A vegan can do this for a variety of different reasons but my reason is for nothing other than the concern for the treatment of animals. I became a subscriber to PETA a few years back and there's one thing that resonates in my mind:
You'd eat a pig but you wouldn't eat a dog. Why is it that a dog is allowed to live whereas a pig is not?
This has always been the strongest argument in my mind. How different would the world be if you met the cow or the pig before you ate it?
Why am I going vegan?
The above should explain why I need to go vegan. As I say I am already eating a lot of vegan stuff, for example when I am out for pizza I now pick the vegan pizza instead. This all started when I was living in my own halls of residence at university, as detailed in the article mentioned previously. Basically, I was cooking a steak and was cutting the steak before eating it and I had this feeling of dislike for what I was doing, a feeling I had always actually had since about 2006 when I was originally trying to go vegetarian. At that point, I made the decision to stop eating meat like that.
Animals are a very important part of my life. Petro was a very special little rabbit to me and his passing was a very difficult part of my life. Gismo was also a major part of my life and it always went through my mind about what it would be like for other animals who don't have the same luxuries as they do (I don't mean the central heating of the house but more the fact they do not have to live in dire conditions waiting for the day when they are to be killed for food). So my mind was set on a change in my own diet as I tried to achieve 8 years earlier when I was in S3 at school.
How am I doing this?
The 'how' is the more difficult part. Switching from meat to pescetarian was easy. Switching from pescetarian to vegetarian was difficult. That's mainly because my favourite food was, and probably still is smoked salmon. I feel that the move from a near vegan to a full vegan is going to be the most difficult part. I've already started to move away from dairy products like milk and cheese (at last) and wish to keep going.
So my plan this time is different. Instead of making a full switch in one go, I'm going to take it gradually. That means that instead of going vegan 100% of the time I'm going to be flexible. For example, when I'm out and about (say out with friends) I'm going to eat vegetarian options if that's all that appeals to me. This way I don't get put off being a vegan because I cannot go out and enjoy my life! That's not to say that there aren't plenty of times when I see a good vegan option I can eat, but they are limited. I mean when I first switched in 2014 I found that there was so little variety in my food, now though, it's difficult to choose what to eat because there's so much. So things are much easier for me now to make this possible than they were when I changed to a vegetarian.

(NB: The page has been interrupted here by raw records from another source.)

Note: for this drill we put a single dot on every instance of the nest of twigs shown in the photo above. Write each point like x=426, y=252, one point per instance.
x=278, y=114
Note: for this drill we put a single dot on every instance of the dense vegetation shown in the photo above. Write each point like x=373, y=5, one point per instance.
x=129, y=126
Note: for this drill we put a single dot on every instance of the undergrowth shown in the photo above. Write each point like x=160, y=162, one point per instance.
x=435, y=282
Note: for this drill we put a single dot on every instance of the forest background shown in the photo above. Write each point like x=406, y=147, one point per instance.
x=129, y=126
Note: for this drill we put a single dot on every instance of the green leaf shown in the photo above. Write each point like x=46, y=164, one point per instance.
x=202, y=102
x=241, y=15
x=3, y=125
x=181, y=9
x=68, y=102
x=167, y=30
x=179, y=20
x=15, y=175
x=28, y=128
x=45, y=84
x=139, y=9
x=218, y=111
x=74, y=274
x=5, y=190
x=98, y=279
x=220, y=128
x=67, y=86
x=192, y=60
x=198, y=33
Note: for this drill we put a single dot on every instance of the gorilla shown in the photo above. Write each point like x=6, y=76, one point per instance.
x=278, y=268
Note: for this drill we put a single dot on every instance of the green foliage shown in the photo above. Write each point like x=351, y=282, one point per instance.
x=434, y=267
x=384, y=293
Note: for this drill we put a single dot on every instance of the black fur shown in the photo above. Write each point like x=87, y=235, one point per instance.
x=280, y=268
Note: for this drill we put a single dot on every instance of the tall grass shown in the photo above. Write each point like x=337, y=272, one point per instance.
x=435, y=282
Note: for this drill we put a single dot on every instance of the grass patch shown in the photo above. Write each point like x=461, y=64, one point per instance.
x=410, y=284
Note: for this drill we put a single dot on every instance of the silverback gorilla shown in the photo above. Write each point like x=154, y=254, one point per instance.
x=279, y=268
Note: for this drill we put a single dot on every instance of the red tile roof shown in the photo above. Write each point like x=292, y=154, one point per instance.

Another part of this is chocolate. There are plenty of times when I eat vegan chocolate now, but not all of my favourite chocolate is vegan. For example, those who know me will know that Wispa bars are vegetarian and not vegan, losing these from my diet is going to be hard. The same goes for Yorkie bars and Aero bars.
I will update this article with more information about how my transition goes, which starts as soon as I've finished the vegetarian food left in my freezer (by the end of the week). Wish me luck!